For the 12-month period ending December 31, 2021, the airport had 32,563 aircraft operations, an average of 89 per day: 25% air taxi, 37% general aviation, 30% air carrier and 8% military. At that time there were 62 aircraft based at this airport: 22 single-engine, 14 multi-engine, 24 jet and 2 helicopter.

Based aircraft (as of December 31, 2021)
| Type | Fleet |
|---|---|
| Single engine (SE) | 22 |
| Multi-engine (ME) | 14 |
| Jet (J) | 24 |
| Total fixed wing (SE + ME + J) | 60 |
| Helicopters | 2 |
| Gliders | 0 |
| Military | 0 |

===Ground transportation service===
The Shreveport Regional Airport has many options for transportation to and from the airport.

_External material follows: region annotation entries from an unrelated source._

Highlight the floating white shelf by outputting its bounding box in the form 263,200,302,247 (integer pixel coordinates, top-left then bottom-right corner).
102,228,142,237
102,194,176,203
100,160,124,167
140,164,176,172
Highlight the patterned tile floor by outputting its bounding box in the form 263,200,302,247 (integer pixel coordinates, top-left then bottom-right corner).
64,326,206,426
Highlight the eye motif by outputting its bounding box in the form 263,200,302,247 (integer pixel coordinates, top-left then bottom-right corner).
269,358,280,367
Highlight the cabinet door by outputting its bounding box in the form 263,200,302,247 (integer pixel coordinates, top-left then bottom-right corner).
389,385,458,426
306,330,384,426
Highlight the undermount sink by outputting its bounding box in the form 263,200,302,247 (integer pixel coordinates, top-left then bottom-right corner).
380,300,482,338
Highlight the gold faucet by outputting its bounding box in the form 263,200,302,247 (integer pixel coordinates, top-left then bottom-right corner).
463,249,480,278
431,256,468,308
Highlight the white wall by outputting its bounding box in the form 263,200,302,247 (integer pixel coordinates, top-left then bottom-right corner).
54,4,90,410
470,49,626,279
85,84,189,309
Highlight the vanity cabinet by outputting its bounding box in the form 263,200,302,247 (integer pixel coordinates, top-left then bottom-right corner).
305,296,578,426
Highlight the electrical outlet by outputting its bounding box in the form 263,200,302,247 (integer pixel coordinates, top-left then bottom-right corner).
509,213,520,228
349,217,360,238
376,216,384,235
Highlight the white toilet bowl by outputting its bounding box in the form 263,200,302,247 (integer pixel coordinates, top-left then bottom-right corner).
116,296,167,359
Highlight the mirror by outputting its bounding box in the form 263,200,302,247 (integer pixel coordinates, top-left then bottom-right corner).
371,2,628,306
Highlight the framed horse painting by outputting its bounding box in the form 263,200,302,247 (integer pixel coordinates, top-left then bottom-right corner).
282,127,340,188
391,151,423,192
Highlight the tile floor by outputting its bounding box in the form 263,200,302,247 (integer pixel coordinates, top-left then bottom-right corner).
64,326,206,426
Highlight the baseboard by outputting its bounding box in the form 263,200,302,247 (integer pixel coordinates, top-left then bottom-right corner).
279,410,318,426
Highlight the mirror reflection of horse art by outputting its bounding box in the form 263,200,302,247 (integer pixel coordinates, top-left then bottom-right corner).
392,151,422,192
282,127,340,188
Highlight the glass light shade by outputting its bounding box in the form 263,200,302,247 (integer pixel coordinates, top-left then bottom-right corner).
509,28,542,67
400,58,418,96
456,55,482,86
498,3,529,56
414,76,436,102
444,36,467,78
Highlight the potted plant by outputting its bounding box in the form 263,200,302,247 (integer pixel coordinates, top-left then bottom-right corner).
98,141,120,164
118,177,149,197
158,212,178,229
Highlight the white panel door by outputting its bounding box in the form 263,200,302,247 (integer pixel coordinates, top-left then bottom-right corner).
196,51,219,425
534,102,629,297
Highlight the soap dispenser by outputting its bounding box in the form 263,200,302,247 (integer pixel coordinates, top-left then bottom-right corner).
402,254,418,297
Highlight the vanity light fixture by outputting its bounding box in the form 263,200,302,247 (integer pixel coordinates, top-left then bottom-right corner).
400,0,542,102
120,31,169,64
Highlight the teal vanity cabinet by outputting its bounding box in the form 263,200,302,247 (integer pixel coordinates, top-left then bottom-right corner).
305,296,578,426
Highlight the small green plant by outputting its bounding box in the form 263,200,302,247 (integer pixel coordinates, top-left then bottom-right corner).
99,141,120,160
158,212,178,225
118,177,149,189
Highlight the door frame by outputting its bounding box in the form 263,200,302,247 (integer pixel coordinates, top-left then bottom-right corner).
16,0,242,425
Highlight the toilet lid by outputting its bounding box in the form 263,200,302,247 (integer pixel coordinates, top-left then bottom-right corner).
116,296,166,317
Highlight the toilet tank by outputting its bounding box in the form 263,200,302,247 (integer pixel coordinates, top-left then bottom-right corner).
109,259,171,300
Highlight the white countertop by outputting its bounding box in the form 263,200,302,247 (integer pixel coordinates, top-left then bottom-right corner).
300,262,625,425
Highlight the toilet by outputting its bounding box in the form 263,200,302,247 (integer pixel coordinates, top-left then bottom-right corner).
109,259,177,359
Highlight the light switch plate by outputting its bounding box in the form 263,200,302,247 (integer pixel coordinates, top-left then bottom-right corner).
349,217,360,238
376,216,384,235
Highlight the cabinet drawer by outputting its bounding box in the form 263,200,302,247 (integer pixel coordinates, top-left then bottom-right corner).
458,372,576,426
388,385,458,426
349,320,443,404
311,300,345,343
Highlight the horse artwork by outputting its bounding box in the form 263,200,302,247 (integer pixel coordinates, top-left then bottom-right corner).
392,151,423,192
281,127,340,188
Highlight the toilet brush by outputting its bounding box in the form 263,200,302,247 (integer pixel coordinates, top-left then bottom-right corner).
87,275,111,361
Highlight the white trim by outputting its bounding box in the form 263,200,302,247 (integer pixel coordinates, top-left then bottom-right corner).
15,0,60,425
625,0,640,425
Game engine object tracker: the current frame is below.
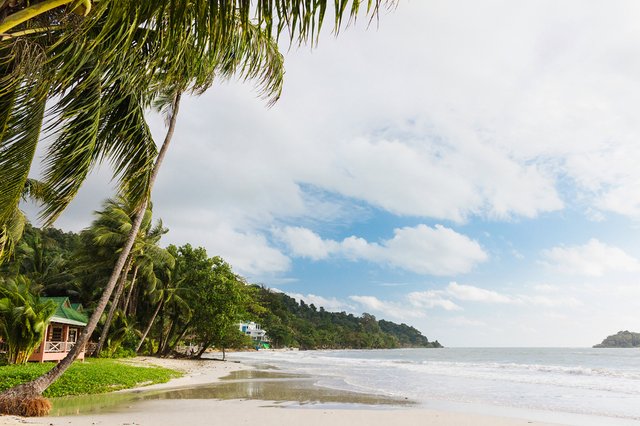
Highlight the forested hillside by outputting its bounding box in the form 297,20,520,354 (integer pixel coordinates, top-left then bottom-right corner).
0,220,441,362
258,287,442,349
593,330,640,348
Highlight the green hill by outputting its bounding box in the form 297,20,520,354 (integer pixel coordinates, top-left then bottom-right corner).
593,330,640,348
258,287,442,349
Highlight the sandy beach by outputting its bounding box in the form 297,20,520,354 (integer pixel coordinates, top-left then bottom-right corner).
0,357,568,426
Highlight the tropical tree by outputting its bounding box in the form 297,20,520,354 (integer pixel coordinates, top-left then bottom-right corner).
0,0,380,414
0,276,56,364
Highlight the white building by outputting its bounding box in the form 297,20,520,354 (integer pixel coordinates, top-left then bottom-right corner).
238,321,270,343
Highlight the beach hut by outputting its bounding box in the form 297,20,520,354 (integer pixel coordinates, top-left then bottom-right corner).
29,297,89,362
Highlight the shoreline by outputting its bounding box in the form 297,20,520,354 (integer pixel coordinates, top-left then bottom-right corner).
0,357,604,426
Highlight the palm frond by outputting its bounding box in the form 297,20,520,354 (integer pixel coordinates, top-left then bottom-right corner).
0,39,48,224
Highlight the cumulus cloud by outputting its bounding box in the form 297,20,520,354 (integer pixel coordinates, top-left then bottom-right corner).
274,225,488,276
542,238,640,277
349,296,425,321
407,290,462,311
280,289,354,312
445,282,515,303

SPORTRAN, Shreveport-Bossier's public bus system, operates bus service between Shreveport Regional Airport and various locations in Shreveport. Bus routes 7, 13, and 108 serve the airport. The service has been free since 2022.

==The arts and the airport==

===Art at the Airport (Artport)===
In 1990, the Airport Beautification Committee began a campaign to bring art and media to the Shreveport Regional Airport. Paintings, photographs, and projects by local school children decorate the lobby, hallways, and terminals of the airport. Officially known as Artport, the campaign declares itself "the only revolving public art display located in an airport setting in America, Artport features artwork from over 100 local and regional artists".

The Airport Beautification Committee hosts an annual gala-style event at the Shreveport Regional Airport showcasing local artists and raising funds for the program.

===Louisiana film industry===

Since Hurricane Katrina devastated much of New Orleans and south Louisiana in 2005, Shreveport has been home to the booming film industry in Louisiana. With production companies shooting films all over north Louisiana, the Shreveport Regional has seen growth in flights, passengers, air cargo operations, and even filming at the airport itself.

Requests can be made to film at the Shreveport Regional Airport. The airport boasts that it is "a proud supporter of the Shreveport-Bossier Film Industry" and that it has "a reputation for making production easy, with full support and streamlined paperwork".

The following is a list of productions shot at either Shreveport Regional or Shreveport Downtown airports:

Productions shot at Shreveport Regional Airport or Shreveport Downtown Airport
| Project | Type | Year | Network |
|---|---|---|---|
| Billy the Exterminator | TV series | 2009–2012 | A&E |
| Harold & Kumar Escape from Guantanamo Bay | Movie | 2008 | New Line Cinema |
| My Mom's New Boyfriend | Movie | 2008 | Millennium Films |
| Leaves of Grass | Movie | 2009 | Millennium Films |
| Sordid Lives: The Series | TV series | 2008 | Logo |
| Thief | TV mini-series | 2006 | FX |
| W. | Movie | 2008 | Lionsgate |
| Welcome Home, Roscoe Jenkins | Movie | 2008 | Universal Pictures |

==Accidents and incidents==
On January 10, 1954, a Grumman G-73 Mallard operated by Union Producing Comp crashed 10 miles southeast of Shreveport airport during approach due to ice accumulation on the wings. Both crew members and all ten passengers were killed.